Monday, June 05, 2006

weekend?

what weekend?

almost every weekend i am packed from morning to night. from saturday morning to sunday evening. it's totally no rest. no slack.

this weekend have been particularly trying and yet amazing in some sense. been more tired the whole of last week and saturday have a small respite since one school have cancelled training. then after that things went downhill. emotions and mood. affected by minor stuff then i let it run free and spoil the night by being spiteful and insensitive. after that i pretty much couldn't sleep and so..come sunday i was beat and had to work the whole day till around 1600. did not help my mood nor my physical condition. saving grace was that things became slightly better. then at service, which was special..!!, things started to seem to come around for the better. i couldn't stay awake for the entire service. =( so i left about half way through. though i went slightly early to sit in the knave and talked to God. after i left i went home to rest. still couldn't really rest as much was on my mind and in my heart. after calling and talking..i felt so much better though still having some reservations and fear. but before i slept i prayed and i felt and know that things will be fine.

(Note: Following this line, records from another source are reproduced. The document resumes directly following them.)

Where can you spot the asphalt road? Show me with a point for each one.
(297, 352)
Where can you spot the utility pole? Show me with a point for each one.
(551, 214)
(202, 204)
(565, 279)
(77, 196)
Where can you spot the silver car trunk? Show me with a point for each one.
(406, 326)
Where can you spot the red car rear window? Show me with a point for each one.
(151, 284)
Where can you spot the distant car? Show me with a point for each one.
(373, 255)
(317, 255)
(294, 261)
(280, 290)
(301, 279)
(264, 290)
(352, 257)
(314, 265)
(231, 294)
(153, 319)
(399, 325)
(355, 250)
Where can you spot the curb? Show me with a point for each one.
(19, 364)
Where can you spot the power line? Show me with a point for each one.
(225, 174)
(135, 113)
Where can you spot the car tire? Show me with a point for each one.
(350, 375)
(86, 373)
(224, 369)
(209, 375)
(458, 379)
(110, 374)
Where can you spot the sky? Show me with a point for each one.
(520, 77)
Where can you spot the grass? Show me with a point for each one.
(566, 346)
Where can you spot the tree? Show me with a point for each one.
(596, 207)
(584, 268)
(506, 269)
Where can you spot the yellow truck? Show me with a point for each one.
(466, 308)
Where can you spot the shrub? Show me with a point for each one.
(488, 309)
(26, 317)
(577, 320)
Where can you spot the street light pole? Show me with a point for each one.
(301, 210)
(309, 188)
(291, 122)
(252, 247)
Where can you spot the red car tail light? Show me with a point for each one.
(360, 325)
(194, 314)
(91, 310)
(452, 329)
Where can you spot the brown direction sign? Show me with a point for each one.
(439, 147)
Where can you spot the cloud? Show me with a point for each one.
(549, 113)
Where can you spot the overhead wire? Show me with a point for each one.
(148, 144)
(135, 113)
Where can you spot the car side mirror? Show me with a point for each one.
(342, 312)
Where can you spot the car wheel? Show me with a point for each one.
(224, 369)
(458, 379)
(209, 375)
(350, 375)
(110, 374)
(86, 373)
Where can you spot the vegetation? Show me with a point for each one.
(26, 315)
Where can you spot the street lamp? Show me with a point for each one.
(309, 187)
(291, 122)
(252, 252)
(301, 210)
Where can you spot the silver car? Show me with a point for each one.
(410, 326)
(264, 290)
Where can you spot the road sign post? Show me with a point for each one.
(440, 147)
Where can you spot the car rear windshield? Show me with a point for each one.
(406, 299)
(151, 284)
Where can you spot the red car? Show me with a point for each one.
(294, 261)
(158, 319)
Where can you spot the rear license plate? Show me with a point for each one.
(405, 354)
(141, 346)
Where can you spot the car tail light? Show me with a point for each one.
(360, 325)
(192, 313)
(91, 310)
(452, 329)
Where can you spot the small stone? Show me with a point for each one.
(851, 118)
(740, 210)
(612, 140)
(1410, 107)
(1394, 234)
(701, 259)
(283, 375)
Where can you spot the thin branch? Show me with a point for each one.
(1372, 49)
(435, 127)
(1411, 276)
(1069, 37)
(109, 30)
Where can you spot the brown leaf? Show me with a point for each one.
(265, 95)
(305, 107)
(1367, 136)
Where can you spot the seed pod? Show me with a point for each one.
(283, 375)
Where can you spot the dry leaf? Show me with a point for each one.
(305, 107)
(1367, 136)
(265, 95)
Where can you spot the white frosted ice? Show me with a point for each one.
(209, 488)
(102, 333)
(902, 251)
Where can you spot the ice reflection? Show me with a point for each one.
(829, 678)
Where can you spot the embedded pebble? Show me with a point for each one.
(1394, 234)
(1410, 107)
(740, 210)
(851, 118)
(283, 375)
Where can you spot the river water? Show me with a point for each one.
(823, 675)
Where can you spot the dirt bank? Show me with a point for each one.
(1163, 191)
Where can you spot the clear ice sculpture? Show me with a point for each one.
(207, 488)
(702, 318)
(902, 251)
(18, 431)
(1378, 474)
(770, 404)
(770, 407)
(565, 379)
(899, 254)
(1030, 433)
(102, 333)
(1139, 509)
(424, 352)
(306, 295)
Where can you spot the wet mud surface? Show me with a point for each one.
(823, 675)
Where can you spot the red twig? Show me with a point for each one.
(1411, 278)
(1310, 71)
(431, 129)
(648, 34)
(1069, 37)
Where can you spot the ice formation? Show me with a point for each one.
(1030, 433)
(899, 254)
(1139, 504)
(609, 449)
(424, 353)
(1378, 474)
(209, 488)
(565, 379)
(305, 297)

God be my shepard, i shall not want.

rant and rant. but am very glad things are better now. hope i don't do stupid things so much.

no words seem enough. nothing seem enough. to show how much i appreciate you. but all i can do is to tell you..thank you. =)

saving grace

wishing you were
somehow here again..
wishing you were
somehow near..
sometimes it seemed
if I just dreamed,
somehow you would
be here..

thank you. my God, my Lord. thank you for showing me that faith in you can pull me through dark hours.

Sunday, June 04, 2006

what a day..

blasted tiredness + insomnia.
nonsensical ranting in pre-dawn.
monotonous day at range.
falling asleep in service.
crapped up emotions.
bad news in some areas.

how bad can a day go?

i still need..

..a break.

non-stop. things go on and on. too many things to catch up on. unable to stay on top of them.

days come and days go.
don't know what the future holds.
afraid of what may come.
yet want so much more than just this.
feeling quite spent.
but still no respite from everything.

when can i just rest upon the green grass and gaze at the clouds go by? will you be there by my side?